Combining cues to recognize speech

Acoustic measurements of phonetic cues to word-medial voicing

Toscano, J. C., & McMurray, B. (2012, November). Poster presented at the 53rd Annual Meeting of the Psychonomic Society, Minneapolis, MN.

Abstract: A great deal of work in speech has argued that invariant acoustic cues do not exist, leading many researchers to conclude that listeners use specialized representations, such as talkers’ inferred gestures, instead. Other work has emphasized that many phonological distinctions are signaled by multiple cues; Lisker (1986, Language and Speech, 29, 3-11), for example, lists 16 cues to voicing. Yet, few studies have measured the reliability of multiple cues and asked whether combining them may provide a solution to the lack of invariance.
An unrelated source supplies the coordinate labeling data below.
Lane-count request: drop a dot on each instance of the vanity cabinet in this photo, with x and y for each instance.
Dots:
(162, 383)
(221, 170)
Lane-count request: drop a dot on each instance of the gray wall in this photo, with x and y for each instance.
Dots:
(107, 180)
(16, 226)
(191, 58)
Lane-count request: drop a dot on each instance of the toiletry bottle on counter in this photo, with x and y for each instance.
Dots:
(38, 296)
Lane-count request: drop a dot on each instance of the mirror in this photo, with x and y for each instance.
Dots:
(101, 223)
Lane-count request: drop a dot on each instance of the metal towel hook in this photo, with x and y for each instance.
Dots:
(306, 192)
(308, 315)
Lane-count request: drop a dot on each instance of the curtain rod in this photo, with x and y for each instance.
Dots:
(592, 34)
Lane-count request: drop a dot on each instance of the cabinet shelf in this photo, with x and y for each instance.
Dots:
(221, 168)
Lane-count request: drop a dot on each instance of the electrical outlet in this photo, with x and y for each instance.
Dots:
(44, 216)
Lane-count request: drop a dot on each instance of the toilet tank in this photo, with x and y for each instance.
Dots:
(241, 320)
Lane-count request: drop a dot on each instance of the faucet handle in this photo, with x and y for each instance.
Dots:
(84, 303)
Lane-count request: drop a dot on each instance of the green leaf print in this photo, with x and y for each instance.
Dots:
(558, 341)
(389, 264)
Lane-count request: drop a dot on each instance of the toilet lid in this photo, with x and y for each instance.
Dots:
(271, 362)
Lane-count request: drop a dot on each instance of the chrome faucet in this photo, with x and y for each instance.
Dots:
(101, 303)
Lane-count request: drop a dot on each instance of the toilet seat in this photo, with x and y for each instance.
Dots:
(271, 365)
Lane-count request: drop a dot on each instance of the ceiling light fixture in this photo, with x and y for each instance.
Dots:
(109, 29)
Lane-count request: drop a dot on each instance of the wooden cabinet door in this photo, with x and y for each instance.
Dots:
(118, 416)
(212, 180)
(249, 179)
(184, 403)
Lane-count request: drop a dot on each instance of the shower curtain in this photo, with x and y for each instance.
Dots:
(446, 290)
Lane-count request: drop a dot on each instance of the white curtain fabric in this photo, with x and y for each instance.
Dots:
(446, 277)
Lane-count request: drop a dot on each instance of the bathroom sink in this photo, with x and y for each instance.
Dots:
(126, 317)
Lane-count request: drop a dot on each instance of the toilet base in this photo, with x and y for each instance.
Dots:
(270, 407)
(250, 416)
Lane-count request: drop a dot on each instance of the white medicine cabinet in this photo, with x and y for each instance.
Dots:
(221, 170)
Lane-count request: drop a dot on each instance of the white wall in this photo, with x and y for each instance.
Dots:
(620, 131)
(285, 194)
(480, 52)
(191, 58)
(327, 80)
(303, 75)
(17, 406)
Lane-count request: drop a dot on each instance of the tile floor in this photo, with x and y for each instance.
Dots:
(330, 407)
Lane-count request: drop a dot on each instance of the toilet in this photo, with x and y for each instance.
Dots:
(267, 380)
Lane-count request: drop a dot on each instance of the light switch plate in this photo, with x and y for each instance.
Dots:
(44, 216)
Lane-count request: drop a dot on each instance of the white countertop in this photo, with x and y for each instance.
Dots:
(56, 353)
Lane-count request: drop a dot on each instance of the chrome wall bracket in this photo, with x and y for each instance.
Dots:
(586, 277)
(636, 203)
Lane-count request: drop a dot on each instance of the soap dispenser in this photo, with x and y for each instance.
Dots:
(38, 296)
Here, we present measurements of 12 potential cues to the voiced/voiceless distinction in stops (including many of those reported by Lisker, 1986) and use a statistical modeling approach to determine which ones distinguish the two categories and how reliable those cues are. We recorded two-syllable non-words (/sVCVs/) with one of six consonants (/b,p,d,t,g,k/) and one of four vowels (/a,æ,i,u/). We found that talkers used multiple cues, but that cues varied in their usefulness. In addition, a classifier trained on the cues was able to accurately identify voicing categories. We argue that by harnessing information from multiple cues, listeners can overcome ambiguity in individual cues in specific utterances, allowing them to recognize speech across talkers and phonological contexts.